Naruszenie dóbr osobistych przez korzystanie z nazwy domenowej - wyrok w Białymstoku

W dniu 2 marca 2010 roku Sąd Okręgowy w Białymstoku I Wydział Cywilny wydał zaoczny wyrok (sygn. I C 2179/09), w którym zobowiązał pozwanego (osoba fizyczna, znany "inwestor domenowy") do zaniechania posługiwania się domeną tygodnikpowszechny.pl. Sąd zobowiązał pozwanego do zamieszczenia w tygodniku całostronicowego ogłoszenia płatnego, a także w dwóch ogólnopolskich dziennikach (Gazeta Wyborcza oraz Rzeczpospolita) ogłoszeń o wskazanej w wyroku wielkości, w których pozwany opublikować ma oświadczenia z przeprosinami. Sąd zasądził również od pozwanego kwotę 25 tys. złotych - tytułem zadośćuczynienia za naruszenie dóbr osobistych Tygodnika Powszechnego sp. z o.o., oraz kwotę 15 tys złotych - tytułem zadośćuczynienia za naruszenie dóbr osobistych ks Adama Bonieckiego, redaktora naczelnego Tygodnika Powszechnego. Kwoty te powinny zostać przekazane Fundacji Polska Akcja Humanitarna. Wyrok przewiduje również zwrot kosztów (opłaty sądowej oraz kosztów zastępstwa procesowego) - nieco powyżej 5 tys złotych. Sąd nadał wyrokowi rygor natychmiastowej wykonalności. Wyrok jest prawomocny.
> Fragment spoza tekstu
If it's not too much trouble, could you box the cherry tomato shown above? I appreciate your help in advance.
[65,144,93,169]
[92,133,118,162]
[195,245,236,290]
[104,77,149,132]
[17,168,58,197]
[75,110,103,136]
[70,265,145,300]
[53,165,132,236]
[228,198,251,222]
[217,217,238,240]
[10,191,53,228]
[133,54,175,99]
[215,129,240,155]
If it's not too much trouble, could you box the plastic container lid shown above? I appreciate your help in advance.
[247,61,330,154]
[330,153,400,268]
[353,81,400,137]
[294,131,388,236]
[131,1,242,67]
Z perspektywy badacza stosowania prawa trochę szkoda, że pozwany nie podniósł rękawicy i wyrok jest zaoczny. Z drugiej strony - jest to wyrok sądu powszechnego (nie zaś sądu polubownego ds domen internetowych). Sąd uznał, że korzystanie z domeny internetowej może stanowić naruszenie dóbr osobistych. W tej konkretnej sprawie sąd brał również pod uwagę, że treści "widoczne" w serwisie dostępnym "pod domeną" mogą stanowić takie naruszenie. Domena była "zaparkowana" i wskazywała serwis z linkami reklamowanymi. Treści te (m.in. teksty, które stanowiły wizualizację linków "sponsorowanych"), także - zdaniem sądu - stanowiły naruszenie dóbr osobistych powodów. W efekcie pojawił się interesujący wyrok... Moim zdaniem wyrok Sądu Okręgowego w Białymstoku zwiastuje przyszłą praktykę sądów w Polsce, w których sądy te będą uznawały rejestrację niektórych domen internetowych za zagrożenie lub naruszenie dóbr osobistych.

Sądy rozstrzygały już, że takim naruszeniem dóbr osobistych jest np. nieusunięcie z serwisu internetowego zdjęcia przedstawiającego powoda, chociaż powód skorzystał z instytucji "notice and takedown" (przewidywanej w art. 14 ustawy o świadczeniu usług drogą elektroniczną; por. Uzasadnienie wyroku Sądu Apelacyjnego we Wrocławiu (sygn. I A Ca 1202/09)). Mamy również wyrok, w którym sąd stwierdził naruszenie dóbr osobistych przez opublikowanie wizerunku internauty w "personalizowanej reklamie", prezentowanej w serwisie społecznościowym (por. Wykorzystanie wizerunku w reklamie w "serwisie społecznościowym" naruszeniem dóbr osobistych).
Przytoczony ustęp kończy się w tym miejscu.